検索は三十秒程度で終わり、全部で十数個のファイルが検出された。それらをかたっぱしから開いてみる。ほとんどは英語のファイルで、意味は断片的にしか分からないのだが。
「これだ、これだよ!俺がさっき見たのは。なんか変な単語があったから憶えてたんだ。…ほら、『prince kiss』って病院には関係なさそうじゃねぇ?」
『prince kiss』、直訳すれば『王子様の接吻』…。何のことやら…。
「王子様のキッスでお姫様の目でも覚ますんですかねぇ。」
「意外とロマンチストだな、藤田。…一応、分かるところだけ飛ばし読みしてみたが、どうやら『prince kiss』ってアマンタジンの誘導体を利用した薬らしい。合成法が説明してあるよ。」
「だったら余計に怪しいじゃないですか!『眠れる森の美女』のお姫様の名前だって
オーロラですよ!ウィルスの名前と一緒じゃないですか!」

 藤田もこのウィルスに身内の者を襲われている。治療法を見つけることに関しては必死だ。もちろん手塚もそうなのだが。しかし、そうだとしたら安易すぎるネーミングセンスだ。手塚は拙い英語力で、文章を読み進める。
「…藤田君。」
「はい?」
「ビンゴだ。確かに、これは特効薬だよ…。」
「だったら!」
 藤田が声を荒げる。しかし、手塚は画面を見たままで喋っている。人の目を見ず話すのは彼の特徴である。それはいいとして、治療法を見つけたというのに全く嬉しそうでないのは何故だろう。
「だが、それが分かったからといって、どうやってそれを用意する?俺だって、正確に合成法が訳せたわけじゃないし、そんな設備もここにはないかも知れん。何より、そんな悠長なことをしている時間なんてないぞ。」

 …。
 会話が止まってしまった。一言多かったか…。
 おそらく自分の言葉が、いたずらに皆の不安を煽ってしまったのだろう。藤田にいたっては苦虫を千匹くらい噛み潰したような顔をしている。
「…まぁ、全く方法がないわけでもないけどな。」
しばらく考えた後、手塚が何か思いついたらしい。
「どうしてお前はいつもこう台詞が芝居がかってるかなぁ。
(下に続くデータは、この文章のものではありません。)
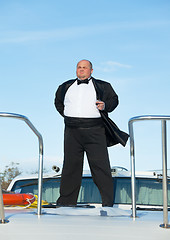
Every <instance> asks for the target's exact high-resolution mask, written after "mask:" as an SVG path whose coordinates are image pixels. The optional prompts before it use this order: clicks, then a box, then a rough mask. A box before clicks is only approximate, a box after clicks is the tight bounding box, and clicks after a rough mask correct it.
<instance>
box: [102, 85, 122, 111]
mask: <svg viewBox="0 0 170 240" xmlns="http://www.w3.org/2000/svg"><path fill="white" fill-rule="evenodd" d="M103 102H104V103H105V109H104V111H106V112H112V111H113V110H114V109H115V108H116V107H117V105H118V104H119V100H118V95H117V94H116V93H115V91H114V89H113V88H112V86H111V84H110V83H106V84H105V89H104V95H103Z"/></svg>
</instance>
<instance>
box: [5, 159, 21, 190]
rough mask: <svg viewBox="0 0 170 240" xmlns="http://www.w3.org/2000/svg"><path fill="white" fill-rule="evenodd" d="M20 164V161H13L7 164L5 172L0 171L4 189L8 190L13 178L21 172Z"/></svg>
mask: <svg viewBox="0 0 170 240" xmlns="http://www.w3.org/2000/svg"><path fill="white" fill-rule="evenodd" d="M18 166H19V163H14V162H11V163H10V164H9V166H5V170H4V172H2V173H0V177H1V184H2V189H4V190H6V189H7V188H8V186H9V184H10V182H11V181H12V179H14V178H15V177H16V176H18V175H19V174H21V171H20V170H19V167H18Z"/></svg>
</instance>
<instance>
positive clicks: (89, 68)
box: [76, 60, 93, 80]
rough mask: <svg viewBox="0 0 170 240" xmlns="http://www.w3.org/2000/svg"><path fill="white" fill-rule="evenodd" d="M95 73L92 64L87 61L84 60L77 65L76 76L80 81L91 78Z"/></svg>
mask: <svg viewBox="0 0 170 240" xmlns="http://www.w3.org/2000/svg"><path fill="white" fill-rule="evenodd" d="M92 72H93V69H91V66H90V63H89V62H88V61H86V60H82V61H80V62H79V63H78V64H77V70H76V74H77V77H78V78H79V79H80V80H84V79H86V78H89V77H90V76H91V74H92Z"/></svg>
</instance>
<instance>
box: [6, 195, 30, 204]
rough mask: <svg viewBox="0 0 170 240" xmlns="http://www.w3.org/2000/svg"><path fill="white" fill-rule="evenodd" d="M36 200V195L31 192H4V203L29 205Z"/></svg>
mask: <svg viewBox="0 0 170 240" xmlns="http://www.w3.org/2000/svg"><path fill="white" fill-rule="evenodd" d="M34 201H35V197H34V195H33V194H31V193H23V194H20V193H18V194H17V193H5V194H3V202H4V205H28V204H30V203H33V202H34Z"/></svg>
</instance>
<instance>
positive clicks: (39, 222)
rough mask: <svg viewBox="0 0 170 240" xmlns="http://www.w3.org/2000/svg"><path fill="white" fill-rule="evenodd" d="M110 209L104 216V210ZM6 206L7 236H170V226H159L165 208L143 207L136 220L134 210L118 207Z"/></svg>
mask: <svg viewBox="0 0 170 240" xmlns="http://www.w3.org/2000/svg"><path fill="white" fill-rule="evenodd" d="M101 210H102V211H107V213H108V214H107V216H101V215H100V211H101ZM43 212H44V213H43V214H42V215H41V216H39V217H38V216H37V215H36V209H29V210H27V209H21V210H16V209H6V210H5V216H6V219H8V220H9V223H6V224H0V237H1V239H3V240H15V239H22V238H24V240H31V239H35V240H40V239H41V240H51V239H62V240H66V239H67V240H78V239H79V240H80V239H81V240H84V239H86V240H91V239H93V240H96V239H98V240H107V239H115V240H125V239H128V240H129V239H131V240H136V239H139V240H140V239H141V240H152V239H153V240H169V239H170V229H163V228H161V227H159V225H160V224H161V223H163V212H160V211H158V212H151V211H139V212H137V213H138V216H139V217H138V218H137V219H136V220H133V219H132V218H131V217H130V215H131V211H125V210H120V209H118V208H112V209H110V208H109V209H107V208H90V209H89V208H87V209H86V208H85V209H82V208H57V209H44V210H43Z"/></svg>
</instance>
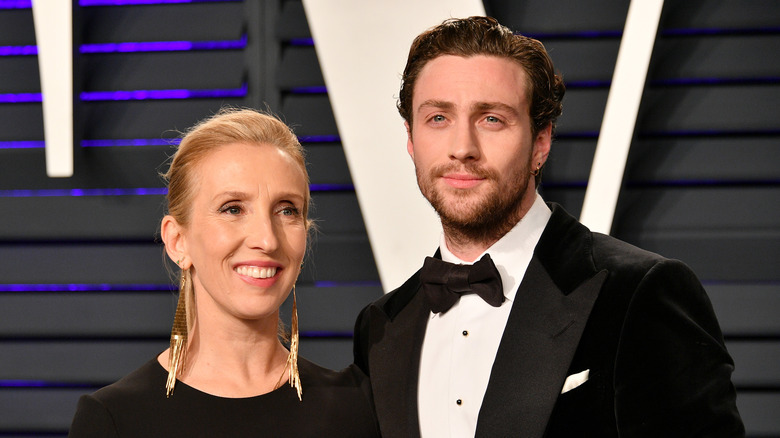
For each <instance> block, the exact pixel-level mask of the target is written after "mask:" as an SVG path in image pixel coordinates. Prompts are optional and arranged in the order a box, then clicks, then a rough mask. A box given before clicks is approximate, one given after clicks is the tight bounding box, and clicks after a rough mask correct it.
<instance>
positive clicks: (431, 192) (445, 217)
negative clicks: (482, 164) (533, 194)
mask: <svg viewBox="0 0 780 438" xmlns="http://www.w3.org/2000/svg"><path fill="white" fill-rule="evenodd" d="M464 168H465V171H466V172H468V173H469V174H471V175H476V176H478V177H480V178H484V179H485V182H492V183H494V184H492V185H491V186H490V192H489V193H487V194H485V195H483V196H482V197H481V198H479V199H469V198H470V197H473V196H474V194H473V192H472V191H471V189H462V190H461V191H458V192H456V194H455V200H454V201H450V202H447V198H446V197H445V196H443V194H442V193H441V192H440V191H439V190H438V189H437V188H436V186H435V183H434V181H435V180H436V179H438V177H441V176H442V175H444V174H445V173H447V172H449V171H454V170H458V169H461V170H462V169H464ZM528 169H529V167H528V164H526V165H525V166H523V167H522V168H520V169H518V172H516V173H515V174H514V175H512V177H511V178H510V179H508V180H501V179H500V178H499V175H498V172H496V171H494V170H490V169H484V168H481V167H479V166H477V165H475V164H473V163H466V164H463V165H462V166H461V165H449V166H440V167H437V168H434V169H433V170H431V171H430V172H429V173H428V174H427V175H422V173H421V172H422V171H421V170H420V169H419V168H417V169H416V173H417V184H418V185H419V186H420V191H421V192H422V194H423V196H425V198H426V199H428V202H430V203H431V206H433V209H434V210H436V213H438V214H439V218H440V219H441V224H442V228H443V229H444V231H445V234H446V235H447V236H448V238H450V239H453V240H454V241H459V242H463V243H466V242H472V243H483V244H492V243H494V242H496V241H497V240H499V239H500V238H501V237H502V236H504V234H506V233H508V232H509V231H510V230H511V229H512V227H514V226H515V225H516V224H517V223H518V222H519V221H520V219H521V218H522V212H521V207H520V206H521V203H522V201H523V197H524V195H525V192H526V190H527V188H528V179H529V176H528V175H529V174H528ZM496 183H498V185H496ZM501 183H503V185H502V184H501ZM450 198H452V196H451V197H450Z"/></svg>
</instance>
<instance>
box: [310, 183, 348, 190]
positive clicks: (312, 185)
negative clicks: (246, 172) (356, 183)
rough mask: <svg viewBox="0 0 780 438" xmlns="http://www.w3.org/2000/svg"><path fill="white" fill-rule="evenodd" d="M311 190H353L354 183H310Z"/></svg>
mask: <svg viewBox="0 0 780 438" xmlns="http://www.w3.org/2000/svg"><path fill="white" fill-rule="evenodd" d="M309 190H311V191H312V192H353V191H355V186H354V185H353V184H309Z"/></svg>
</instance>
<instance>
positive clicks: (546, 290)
mask: <svg viewBox="0 0 780 438" xmlns="http://www.w3.org/2000/svg"><path fill="white" fill-rule="evenodd" d="M606 276H607V272H606V271H602V272H599V273H596V275H594V276H593V277H592V278H590V279H589V280H586V281H584V282H583V283H582V284H580V286H579V287H577V288H576V289H575V290H573V291H572V292H571V293H570V294H568V295H566V294H564V293H563V292H562V291H561V290H560V289H559V288H558V287H557V286H556V285H555V283H554V282H553V280H552V279H551V278H550V276H549V275H548V273H547V271H546V270H545V269H544V267H543V266H542V264H541V262H540V261H539V260H538V259H537V257H536V256H534V258H533V259H532V260H531V263H530V265H529V266H528V270H527V272H526V274H525V277H524V278H523V282H522V284H521V285H520V287H519V288H518V292H517V295H516V298H515V302H514V304H513V307H512V311H511V313H510V315H509V320H508V321H507V325H506V329H505V330H504V336H503V337H502V339H501V344H500V346H499V349H498V353H497V355H496V360H495V362H494V363H493V369H492V371H491V374H490V381H489V383H488V387H487V391H486V393H485V398H484V400H483V402H482V407H481V409H480V413H479V419H478V422H477V433H476V436H477V437H501V436H512V437H529V438H530V437H541V436H542V435H543V434H544V430H545V428H546V427H547V421H548V420H549V418H550V414H551V413H552V410H553V407H554V406H555V401H556V399H557V398H558V395H559V394H560V392H561V388H562V387H563V382H564V380H565V379H566V372H567V371H568V369H569V364H570V363H571V359H572V357H573V356H574V352H575V351H576V349H577V345H578V343H579V340H580V337H581V336H582V331H583V329H584V328H585V323H586V322H587V320H588V316H589V315H590V311H591V309H592V308H593V302H594V301H595V300H596V297H597V296H598V293H599V290H600V289H601V285H602V284H603V283H604V280H605V279H606Z"/></svg>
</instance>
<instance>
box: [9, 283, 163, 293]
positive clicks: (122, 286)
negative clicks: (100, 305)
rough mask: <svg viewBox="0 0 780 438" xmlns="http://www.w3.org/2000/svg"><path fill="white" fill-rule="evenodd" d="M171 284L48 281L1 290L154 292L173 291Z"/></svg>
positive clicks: (95, 291) (24, 284)
mask: <svg viewBox="0 0 780 438" xmlns="http://www.w3.org/2000/svg"><path fill="white" fill-rule="evenodd" d="M176 289H177V288H176V287H174V286H173V285H171V284H108V283H93V284H90V283H56V284H55V283H47V284H29V283H24V284H0V292H119V291H121V292H154V291H172V290H176Z"/></svg>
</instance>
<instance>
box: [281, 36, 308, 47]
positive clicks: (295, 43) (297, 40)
mask: <svg viewBox="0 0 780 438" xmlns="http://www.w3.org/2000/svg"><path fill="white" fill-rule="evenodd" d="M287 44H289V45H291V46H307V47H308V46H314V39H313V38H291V39H289V40H287Z"/></svg>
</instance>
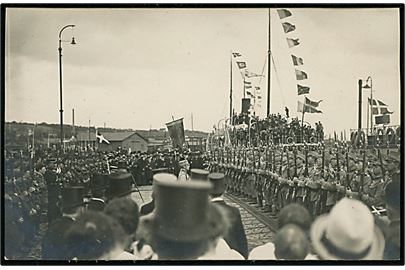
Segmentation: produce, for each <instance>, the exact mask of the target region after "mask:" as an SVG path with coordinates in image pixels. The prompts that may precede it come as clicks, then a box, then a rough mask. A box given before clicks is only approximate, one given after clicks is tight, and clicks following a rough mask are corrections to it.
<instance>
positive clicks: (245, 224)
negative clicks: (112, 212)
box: [132, 186, 275, 252]
mask: <svg viewBox="0 0 405 270" xmlns="http://www.w3.org/2000/svg"><path fill="white" fill-rule="evenodd" d="M139 190H140V192H141V194H142V197H143V199H144V201H145V203H147V202H149V201H150V200H151V194H152V186H143V187H139ZM132 198H133V199H134V200H135V201H136V202H137V203H138V205H139V206H142V205H143V204H144V203H143V202H142V200H141V198H140V196H139V193H137V192H135V193H133V194H132ZM225 202H226V203H227V204H229V205H232V206H235V207H237V208H239V211H240V214H241V217H242V223H243V226H244V228H245V232H246V237H247V240H248V249H249V252H250V251H251V250H252V249H253V248H255V247H257V246H259V245H263V244H265V243H268V242H270V241H272V240H273V237H274V229H272V228H275V225H274V223H275V220H274V219H271V218H269V217H268V215H267V214H266V213H265V212H264V211H262V210H260V209H259V208H258V207H257V205H255V204H254V203H251V202H249V201H248V200H246V199H243V198H238V197H235V196H231V195H230V196H225Z"/></svg>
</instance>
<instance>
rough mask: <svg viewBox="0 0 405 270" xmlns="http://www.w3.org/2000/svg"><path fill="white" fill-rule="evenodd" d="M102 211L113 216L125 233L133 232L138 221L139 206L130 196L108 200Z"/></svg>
mask: <svg viewBox="0 0 405 270" xmlns="http://www.w3.org/2000/svg"><path fill="white" fill-rule="evenodd" d="M104 213H105V214H107V215H108V216H111V217H113V218H115V219H116V220H117V221H118V222H119V223H120V225H121V226H122V228H123V229H124V232H125V233H126V234H127V235H131V234H134V233H135V232H136V229H137V227H138V222H139V207H138V205H137V204H136V202H135V201H134V200H132V199H130V198H116V199H113V200H112V201H110V202H109V203H108V204H107V206H106V207H105V209H104Z"/></svg>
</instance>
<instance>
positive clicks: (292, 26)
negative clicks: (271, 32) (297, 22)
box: [282, 22, 295, 34]
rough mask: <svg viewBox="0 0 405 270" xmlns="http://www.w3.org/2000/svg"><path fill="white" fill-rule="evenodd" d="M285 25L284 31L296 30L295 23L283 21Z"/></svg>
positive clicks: (291, 30)
mask: <svg viewBox="0 0 405 270" xmlns="http://www.w3.org/2000/svg"><path fill="white" fill-rule="evenodd" d="M282 25H283V29H284V33H286V34H287V33H289V32H292V31H294V30H295V25H293V24H291V23H288V22H284V23H282Z"/></svg>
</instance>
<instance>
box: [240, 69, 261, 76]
mask: <svg viewBox="0 0 405 270" xmlns="http://www.w3.org/2000/svg"><path fill="white" fill-rule="evenodd" d="M243 76H246V77H248V78H253V77H264V76H263V75H260V74H256V73H253V72H250V71H249V70H247V69H246V70H244V71H243Z"/></svg>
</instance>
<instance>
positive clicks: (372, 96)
mask: <svg viewBox="0 0 405 270" xmlns="http://www.w3.org/2000/svg"><path fill="white" fill-rule="evenodd" d="M369 81H370V82H369ZM363 88H364V89H370V100H369V101H368V102H367V135H368V120H369V118H368V117H369V114H370V121H371V135H373V133H374V132H373V102H374V101H373V80H372V79H371V77H370V76H368V77H367V80H366V85H365V86H363ZM370 103H371V110H370ZM369 111H371V112H370V113H369Z"/></svg>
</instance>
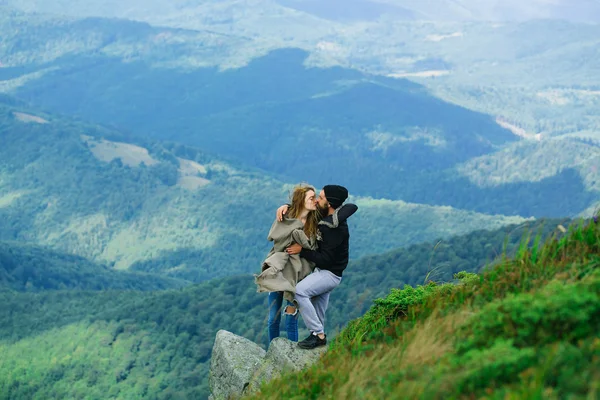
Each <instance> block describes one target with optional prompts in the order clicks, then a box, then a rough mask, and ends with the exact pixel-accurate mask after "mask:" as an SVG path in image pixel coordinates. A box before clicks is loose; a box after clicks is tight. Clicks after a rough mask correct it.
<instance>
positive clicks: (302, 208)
mask: <svg viewBox="0 0 600 400" xmlns="http://www.w3.org/2000/svg"><path fill="white" fill-rule="evenodd" d="M310 191H312V192H313V193H314V194H315V196H316V195H317V191H316V190H315V188H314V187H312V186H310V185H306V184H300V185H298V186H296V187H295V188H294V190H293V191H292V193H291V194H290V202H291V204H292V205H291V206H290V209H289V210H288V212H287V216H288V217H289V218H298V217H299V216H300V214H302V211H304V204H305V200H306V193H308V192H310ZM320 220H321V214H320V213H319V211H318V210H311V211H309V212H308V215H307V216H306V222H305V224H304V233H306V236H308V237H309V238H314V237H316V236H317V230H318V228H319V227H318V225H319V221H320Z"/></svg>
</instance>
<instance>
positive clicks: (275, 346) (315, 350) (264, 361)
mask: <svg viewBox="0 0 600 400" xmlns="http://www.w3.org/2000/svg"><path fill="white" fill-rule="evenodd" d="M326 351H327V346H323V347H318V348H316V349H313V350H303V349H301V348H299V347H298V343H296V342H292V341H290V340H288V339H284V338H275V339H273V341H272V342H271V344H270V345H269V350H268V351H267V354H266V355H265V357H264V359H263V361H262V363H261V364H260V366H259V367H258V369H257V370H256V372H255V373H254V375H253V376H252V379H251V380H250V384H249V385H248V387H247V388H246V390H245V392H244V393H255V392H257V391H258V388H260V385H261V384H262V383H264V382H268V381H270V380H271V379H274V378H277V377H278V376H280V375H281V374H282V373H284V372H290V371H300V370H303V369H304V368H307V367H309V366H311V365H312V364H314V363H316V362H317V361H318V360H319V358H320V357H321V355H323V353H325V352H326Z"/></svg>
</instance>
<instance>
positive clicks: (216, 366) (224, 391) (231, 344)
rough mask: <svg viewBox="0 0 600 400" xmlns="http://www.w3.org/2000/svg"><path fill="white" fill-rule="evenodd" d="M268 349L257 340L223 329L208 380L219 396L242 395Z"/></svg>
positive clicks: (210, 386)
mask: <svg viewBox="0 0 600 400" xmlns="http://www.w3.org/2000/svg"><path fill="white" fill-rule="evenodd" d="M265 354H266V352H265V351H264V350H263V349H262V348H261V347H260V346H259V345H257V344H256V343H254V342H251V341H250V340H248V339H246V338H243V337H241V336H237V335H234V334H233V333H231V332H227V331H224V330H220V331H219V332H217V337H216V338H215V344H214V346H213V350H212V356H211V360H210V375H209V377H208V383H209V386H210V391H211V394H212V397H213V398H214V399H215V400H222V399H236V398H239V397H240V396H241V394H242V392H243V391H244V389H245V388H246V387H247V386H248V385H249V383H250V379H251V378H252V376H253V375H254V372H255V371H256V369H257V368H258V367H259V366H260V364H261V363H262V361H263V358H264V356H265Z"/></svg>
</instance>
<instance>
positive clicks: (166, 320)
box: [0, 220, 569, 400]
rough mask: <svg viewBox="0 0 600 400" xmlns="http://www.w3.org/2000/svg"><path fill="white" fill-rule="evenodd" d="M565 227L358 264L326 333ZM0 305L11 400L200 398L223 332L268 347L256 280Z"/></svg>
mask: <svg viewBox="0 0 600 400" xmlns="http://www.w3.org/2000/svg"><path fill="white" fill-rule="evenodd" d="M561 222H562V223H563V224H565V226H566V224H567V223H568V222H569V221H562V220H559V221H556V220H550V221H536V222H534V223H532V224H527V225H520V226H511V227H506V228H503V229H499V230H495V231H479V232H474V233H472V234H469V235H465V236H461V237H455V238H452V239H451V240H448V241H444V242H443V243H441V244H438V245H435V244H434V243H425V244H419V245H414V246H411V247H409V248H406V249H399V250H396V251H394V252H390V253H387V254H382V255H379V256H373V257H368V258H364V259H362V260H357V261H354V262H352V263H351V264H350V265H349V267H348V270H347V271H346V273H345V276H344V283H343V285H341V286H340V287H339V288H338V289H336V291H335V292H334V293H333V295H332V298H331V306H330V308H329V310H328V332H329V334H330V335H335V334H336V333H337V332H338V331H339V329H340V327H343V326H344V325H345V324H346V323H347V322H348V321H349V320H350V319H352V318H356V317H358V316H360V315H362V314H363V313H364V312H365V311H367V310H368V307H369V306H370V305H371V302H372V300H373V299H374V298H376V297H378V296H382V295H384V294H385V293H386V292H387V291H388V290H390V289H391V288H393V287H397V286H401V285H403V284H412V285H416V284H418V283H421V282H423V281H424V279H426V277H427V276H428V275H429V276H432V274H434V275H435V276H436V278H438V279H449V278H450V277H451V276H452V274H453V273H455V272H457V271H460V270H468V271H478V270H479V269H480V267H482V266H483V265H485V264H486V262H488V261H489V260H492V259H494V258H495V256H496V255H497V254H498V252H500V251H501V248H502V246H503V241H504V240H505V239H506V240H507V242H508V251H509V252H512V251H514V247H515V245H516V244H518V242H519V237H520V236H521V235H522V232H523V229H526V226H530V227H531V228H532V229H535V230H537V229H538V228H540V227H541V226H542V225H541V224H543V227H544V229H543V232H544V234H548V233H549V232H551V231H552V230H555V229H556V225H557V224H559V223H561ZM432 271H433V272H432ZM0 302H1V304H3V305H4V306H3V307H0V359H2V360H3V363H0V394H4V395H5V396H8V398H11V399H28V400H29V399H32V398H40V399H41V398H49V397H56V398H61V397H73V396H74V397H77V396H79V395H80V394H83V393H84V392H85V393H87V394H88V395H89V396H91V397H93V398H99V397H102V393H111V394H113V395H115V396H120V397H123V398H127V397H130V398H139V397H141V396H147V397H148V398H168V396H175V397H176V396H180V397H182V398H190V397H193V396H196V397H198V398H202V397H203V396H204V397H205V396H206V395H207V393H208V387H207V380H206V379H207V374H208V362H209V357H210V351H211V348H212V344H213V340H214V335H215V334H216V332H217V331H218V330H219V329H227V330H229V331H231V332H234V333H236V334H239V335H243V336H245V337H247V338H249V339H251V340H254V341H256V342H257V343H262V344H264V343H265V342H266V328H265V326H266V295H265V294H260V293H256V288H255V286H254V284H253V283H252V277H251V276H249V275H246V276H235V277H228V278H224V279H218V280H213V281H210V282H206V283H203V284H199V285H194V286H191V287H188V288H184V289H182V290H169V291H162V292H134V291H115V290H111V291H96V292H92V291H77V290H69V291H66V290H62V291H45V292H41V293H13V292H3V291H2V290H1V289H0ZM302 325H303V324H301V326H302ZM30 349H37V350H36V351H35V352H33V351H32V350H30ZM84 385H85V388H84ZM36 396H37V397H36ZM0 398H3V397H1V395H0Z"/></svg>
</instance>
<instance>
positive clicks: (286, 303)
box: [255, 185, 358, 349]
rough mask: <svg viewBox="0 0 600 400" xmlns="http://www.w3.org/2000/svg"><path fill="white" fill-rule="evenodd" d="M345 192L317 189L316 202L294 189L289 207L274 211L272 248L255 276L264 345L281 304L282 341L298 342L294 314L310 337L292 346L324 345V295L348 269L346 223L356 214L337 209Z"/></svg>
mask: <svg viewBox="0 0 600 400" xmlns="http://www.w3.org/2000/svg"><path fill="white" fill-rule="evenodd" d="M347 198H348V190H347V189H346V188H344V187H343V186H339V185H327V186H325V187H323V190H321V192H320V194H319V196H318V197H317V195H316V190H315V189H314V188H313V187H312V186H307V185H299V186H297V187H296V188H295V189H294V191H293V193H292V199H291V204H290V205H289V206H288V205H284V206H281V207H280V208H279V209H278V210H277V218H276V220H275V222H273V225H272V226H271V230H270V231H269V236H268V240H270V241H272V242H273V248H272V249H271V251H270V252H269V254H268V255H267V258H266V259H265V261H264V262H263V265H262V272H261V274H260V275H255V282H256V284H257V285H258V291H259V292H269V343H270V342H271V340H273V339H274V338H276V337H278V336H279V327H280V321H281V312H282V303H283V299H284V298H285V300H286V307H285V310H284V314H285V320H286V321H285V324H286V328H287V334H288V339H289V340H292V341H295V342H296V341H298V312H299V313H300V314H301V315H302V319H303V320H304V323H305V324H306V327H307V328H308V330H309V331H310V335H309V336H308V338H306V339H305V340H303V341H301V342H299V343H298V346H299V347H301V348H303V349H313V348H315V347H319V346H324V345H326V344H327V338H326V335H325V330H324V329H325V327H324V324H325V311H326V310H327V305H328V303H329V295H330V293H331V291H332V290H333V289H335V288H336V287H337V286H338V285H339V284H340V282H341V281H342V272H343V271H344V269H345V268H346V266H347V265H348V244H349V238H350V234H349V232H348V224H347V223H346V220H347V219H348V218H349V217H350V216H351V215H352V214H354V213H355V212H356V210H358V207H357V206H356V205H354V204H346V205H343V203H344V202H345V201H346V199H347Z"/></svg>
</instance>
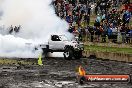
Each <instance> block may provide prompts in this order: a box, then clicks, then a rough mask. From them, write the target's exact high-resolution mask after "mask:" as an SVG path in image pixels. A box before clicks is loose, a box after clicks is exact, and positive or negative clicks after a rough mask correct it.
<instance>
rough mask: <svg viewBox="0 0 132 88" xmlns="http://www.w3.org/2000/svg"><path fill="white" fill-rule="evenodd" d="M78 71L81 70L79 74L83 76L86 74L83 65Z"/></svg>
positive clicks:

」
狭間がツッコミを入れる。いつの間にか口論は終わっていたらしい。
「とりあえず、このファイルをフロッピーに焼いて。出来たら予備も含めて2,3枚くらい。で、首尾よくここから逃げれたら俺の家に行って、携帯電話で俺のノートパソコンから、うちの大学の飯田橋教授って人にメールで送りつける。電話回線は切られてるらしいからね。それで、俺が事情を説明して、教授がそれを信用してくれて、動いてくれれば万事オッケー。みんな助かりメデタシメデタシ、っていう作戦なんだが…。」

「もし…、動いてくれなかったら?」
 藤田が不安そうに聞き返す。
「さぁ?手遅れになれば、僕達のお母さんはバケモノのお母さん。僕達はそのお兄さんってわけだ。君の家族も目を覚まさない。ほかにも、薬の合成法が時間のかかるものだったり、どこかから話が漏れて、お上からストップが掛かってもアウト。それより前に、フロッピーが俺の家に届かなくてもアウト。妨害電波が除去できなくてもアウト。ツッコミどころ満載、穴だらけの作戦だよ。」

 あくまでも余裕綽々の表情で話を進める。その態度が藤田の癇に障ったらしい。
「よくもこんな状況で…、そんな軽口が叩けますね。家族の命が掛かってるんですよ!もっと真剣にやったらどうなんですか!」
直後に手塚の表情が深刻なものに変わる。
「…軽口でも叩いてなきゃ、やってられんさ。押し潰されそうでな…。気に障ったなら、謝るよ。悪かった。」
「あ…。」
今度は藤田が触れてはいけないものに触れてしまったような顔をした。手塚はあえてそれに気付かないふりをして、話を進める。
「さて、じゃあ、作戦行動に移ろうか。電子ロックの解除は出来てるよね?」
「あぁ…。しかし、妙なんだよ。他のロックはあっけないほど簡単に開いたんだけど、出入り口の類は異常にプロテクトが厚くて…。」
出入り口のロックが異常に頑丈…。それは『入れない』ためなのか、それとも『出さない』ためなのか…。
おそらく、後者だろう。そうでなければ自分や藤田が入れた理由が説明できない。
「まぁ、いいや。とりあえず、4階には上がれるんだよね。」
4階には院長室と理事長室の2部屋、そして、その外は屋上になっている。ここに脱出の手掛かりがあればいいが…。

 みんなと別れて、独り4階へと向かう。他は引き続き、パソコンいじりだ。